Lancement national du Rapport sur le développement humain en Afrique 2016 « Accélérer les progrès en faveur de l’égalité des genres et de l’autonomisation des femmes en Afrique »

27 déc. 2016

Egalité des genres et autonomisation des femmes en Afrique : Des efforts encore à faire 

L’Afrique doit encore faire des efforts pour rattraper son retard en matière d’égalité des genres et d’autonomisation des femmes. C’est le constat qui ressort du rapport sur le développement humain en Afrique 2016.

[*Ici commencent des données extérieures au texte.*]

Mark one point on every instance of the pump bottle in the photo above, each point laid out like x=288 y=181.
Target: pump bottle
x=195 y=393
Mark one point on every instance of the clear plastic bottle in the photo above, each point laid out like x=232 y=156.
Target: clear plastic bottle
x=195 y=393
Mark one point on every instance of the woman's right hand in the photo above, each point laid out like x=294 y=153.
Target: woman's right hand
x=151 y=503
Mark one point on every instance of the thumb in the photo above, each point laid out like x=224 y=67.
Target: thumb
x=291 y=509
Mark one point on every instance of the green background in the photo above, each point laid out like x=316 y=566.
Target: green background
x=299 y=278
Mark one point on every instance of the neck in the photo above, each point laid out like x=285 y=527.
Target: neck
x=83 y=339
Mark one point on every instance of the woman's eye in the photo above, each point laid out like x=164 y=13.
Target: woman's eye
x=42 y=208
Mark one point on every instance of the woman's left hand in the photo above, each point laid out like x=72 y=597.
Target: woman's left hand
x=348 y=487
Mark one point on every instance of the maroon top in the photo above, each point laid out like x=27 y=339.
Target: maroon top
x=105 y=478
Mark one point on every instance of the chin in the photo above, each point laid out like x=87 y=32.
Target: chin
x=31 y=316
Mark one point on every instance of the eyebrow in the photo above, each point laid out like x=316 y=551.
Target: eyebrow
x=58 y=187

La deuxième édition du Rapport africain intitulé : « Accélérer les progrès en faveur de l’égalité des genres et de l’autonomisation des femmes en Afrique », a été lancé, au niveau national,  le jeudi 8 décembre 2016, à Abidjan, sous les présidences effectives de la  Ministre de la Promotion de la Femme, de la Famille et de la Protection de l’Enfant, Madame Euphrasie Yao et du Coordonnateur Résident des Nations Unies, Représentant Résident du PNUD, Monsieur Babacar Cissé.

Cette cérémonie de lancement a réuni un grand nombre de participants notamment de l’administration, de la société civile, du secteur privé, des partenaires au développement, des membres du Corps diplomatique et agences du Système des Nations Unies.

Le contenu du rapport a été présenté par Monsieur Luc  Joël Grégoire, Directeur pays du PNUD, il en ressort les avancées et les contreperformances concernant la participation effective des femmes au plan politique (au sein des parlements et des gouvernements), économique et social en Afrique. La situation générale montre que beaucoup de pays ont progressé pour une meilleure prise en compte du genre dans les débats inclusifs et la gestion du développement.

La Côte d’Ivoire quant à elle, a-t-il fait remarquer, se classe dans la catégorie des pays à développement humain faible, malgré les performances macroéconomiques enregistrées ces dernières années. L’IDH de la Côte d’Ivoire est passé de 0,388 en 1980 à 0,462 en 2014, enregistrant un taux d’accroissement moyen annuel de 1%. Au plan politique, seulement 9% de femmes siègent au parlement contre 30% recommandé.

Monsieur  Babacar Cissé, a mis l’accent sur la persistance des inégalités entre les hommes et les femmes. La Côte d’Ivoire vient de confirmer son engagement avec l’intégration de la parité dans la Constitution, avant d’encourager les autorités à accélérer  son application effective. « Il faut mieux intégrer l’égalité des genres dans le Plan national de développement 2016-2020 : c’est un défi à relever », a-t-il ajouté.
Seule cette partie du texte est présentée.